あいおいニッセイ同和損保東京カスタマーセンタービル

用途:事務所、託児所
所在地:東京都板橋区
延床面積:8,246m2
地上:10階/塔屋:1階

建築設計主旨

板橋区に計画された、高いフレキシビリティを有するオフィスビルです。
執務空間の快適性に加えて、CASBEESランク認証の取得に代表される環境負荷低減技術の導入、免震構造・無停電設備等の採用による災害対策拠点を想定したBCP性能確保などの付加価値を備えた建築となっています。

外周部を化粧打放し高強度プレキャストコンクリート構造柱によるアウトフレーム構造体「T-shade」により覆い、窓周りに柱型のでない、家具レイアウトにおけるフレキシビリティの高い空間を実現しています。
先端を見付180ミリに絞ったシャープな構造体は深さ500ミリの連続する日射遮蔽庇として機能し、建物のPAL値200の高い環境性能と窓面開口率約80%の開放感を両立させています。

このプレキャストコンクリートの柱にアルミカーテンウォールの縦枠材を打ち込むことでアルミ部材断面を最小に抑え、合理的かつミニマムなデザインの窓周りを実現させています。
階段室を利用した全館自然換気・冬期相対湿度60%の空調性能確保、事業所内託児所の併設など、利用者の快適性・利便性を高める様々な取組みを行っています。

構造設計主旨

本建物では執務空間に可能な限り柱型を現さず、ファサード面の柱に縦ルーバーとしての機能を持たせるために板状の細柱とする空間計画を行っています。
ファサード面以外の二面の外壁およびコア部分に、十分な剛性と耐力を有する耐力壁を適切に配置することで、ねじれ剛性を高め、免震構造としての性能を最大限発揮させると同時に、ファサード面の細柱には高強度コンクリート(Fc=60N/mm2)を用いて、十分な軸耐力を保有させる計画としています。
長期および地震時に細柱に生じる曲げ応力を最小限とするために、細柱の板厚方向(面外方向)については梁を設けず、執務空間のロングスパンの梁は、軽量化を図るため鉄骨小梁とし、取り合い部をピンに近い支持形式としています。
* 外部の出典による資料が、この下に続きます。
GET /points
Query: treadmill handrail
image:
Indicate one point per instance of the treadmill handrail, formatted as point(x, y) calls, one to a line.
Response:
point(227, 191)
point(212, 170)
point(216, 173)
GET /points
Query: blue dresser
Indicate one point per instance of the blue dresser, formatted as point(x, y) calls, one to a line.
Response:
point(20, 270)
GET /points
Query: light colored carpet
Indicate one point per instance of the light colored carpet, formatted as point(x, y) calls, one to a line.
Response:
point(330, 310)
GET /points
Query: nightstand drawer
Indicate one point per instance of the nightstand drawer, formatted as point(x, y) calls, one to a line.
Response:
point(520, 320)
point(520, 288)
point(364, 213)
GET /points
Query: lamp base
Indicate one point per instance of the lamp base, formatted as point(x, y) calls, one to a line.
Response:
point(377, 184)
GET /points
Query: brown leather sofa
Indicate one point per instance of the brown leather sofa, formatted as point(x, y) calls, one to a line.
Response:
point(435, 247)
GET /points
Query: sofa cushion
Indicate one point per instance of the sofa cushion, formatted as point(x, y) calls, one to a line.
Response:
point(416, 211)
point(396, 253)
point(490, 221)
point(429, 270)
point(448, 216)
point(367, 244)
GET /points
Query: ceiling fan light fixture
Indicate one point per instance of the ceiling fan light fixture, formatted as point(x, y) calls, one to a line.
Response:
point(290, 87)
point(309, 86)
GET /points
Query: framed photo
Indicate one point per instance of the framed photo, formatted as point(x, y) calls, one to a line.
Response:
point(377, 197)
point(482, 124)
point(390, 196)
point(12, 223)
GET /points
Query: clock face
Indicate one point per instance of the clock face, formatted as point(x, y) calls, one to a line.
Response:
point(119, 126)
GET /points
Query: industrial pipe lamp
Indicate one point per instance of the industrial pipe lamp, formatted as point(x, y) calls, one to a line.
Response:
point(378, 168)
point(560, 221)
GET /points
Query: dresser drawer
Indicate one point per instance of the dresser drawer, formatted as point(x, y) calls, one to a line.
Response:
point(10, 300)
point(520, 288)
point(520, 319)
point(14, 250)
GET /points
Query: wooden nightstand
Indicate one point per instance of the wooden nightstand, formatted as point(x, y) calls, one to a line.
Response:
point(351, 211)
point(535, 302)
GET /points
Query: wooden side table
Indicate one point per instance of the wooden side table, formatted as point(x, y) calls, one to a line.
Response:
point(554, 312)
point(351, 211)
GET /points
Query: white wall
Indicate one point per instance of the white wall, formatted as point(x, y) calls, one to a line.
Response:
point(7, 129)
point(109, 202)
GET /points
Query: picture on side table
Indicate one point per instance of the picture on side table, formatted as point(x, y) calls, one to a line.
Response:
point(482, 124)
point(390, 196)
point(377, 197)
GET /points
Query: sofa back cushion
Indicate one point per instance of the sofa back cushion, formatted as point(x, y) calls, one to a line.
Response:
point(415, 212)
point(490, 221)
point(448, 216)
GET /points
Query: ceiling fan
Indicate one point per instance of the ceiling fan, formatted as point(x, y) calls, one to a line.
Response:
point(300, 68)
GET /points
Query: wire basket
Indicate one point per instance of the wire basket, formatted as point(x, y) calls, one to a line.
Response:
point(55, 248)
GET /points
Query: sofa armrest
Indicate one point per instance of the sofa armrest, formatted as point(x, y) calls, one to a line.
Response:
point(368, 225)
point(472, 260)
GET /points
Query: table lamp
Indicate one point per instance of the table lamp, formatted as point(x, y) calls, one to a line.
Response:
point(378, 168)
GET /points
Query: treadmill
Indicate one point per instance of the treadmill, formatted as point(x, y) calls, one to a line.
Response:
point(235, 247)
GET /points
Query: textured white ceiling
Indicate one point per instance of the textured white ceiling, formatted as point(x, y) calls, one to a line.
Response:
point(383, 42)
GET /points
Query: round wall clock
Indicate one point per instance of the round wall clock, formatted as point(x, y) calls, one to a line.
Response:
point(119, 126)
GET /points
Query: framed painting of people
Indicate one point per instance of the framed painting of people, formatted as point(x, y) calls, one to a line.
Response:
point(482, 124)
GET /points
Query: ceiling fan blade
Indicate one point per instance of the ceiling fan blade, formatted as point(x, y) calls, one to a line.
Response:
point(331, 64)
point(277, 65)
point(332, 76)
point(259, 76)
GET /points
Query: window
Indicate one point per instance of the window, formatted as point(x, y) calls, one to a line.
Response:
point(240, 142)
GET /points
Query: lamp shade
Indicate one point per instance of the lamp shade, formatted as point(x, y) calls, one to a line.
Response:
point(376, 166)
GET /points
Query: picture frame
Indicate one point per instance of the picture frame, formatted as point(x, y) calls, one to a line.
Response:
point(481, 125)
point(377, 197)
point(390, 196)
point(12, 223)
免震方式は、弾性すべり支承と天然ゴム系積層ゴム支承を併用するシステムとし、摩擦による減衰効果とすべり発生後の長周期化を図っています。
また、上部架構が偏心しているため、免震層におけるすべり発生前後のどのタイミングにおいても偏心が極力少なくなるよう、かつ地震時の軸力の変動が少ない箇所にすべり支承が配置されるように免震支承の配置計画を行っています。

設備設計主旨

本建物では、自社ビルとしてのBCP、環境配慮、快適性の確保を設備計画のテーマとしました。
BCPとしては業務継続に欠かせない電源、上水を確保しています。
2回線受電による安定した電源を確保するとともに発電機を設け、災害時においても72時間は業務継続可能な対応、同様に上水も72時間以上供給可能な対応を行っています。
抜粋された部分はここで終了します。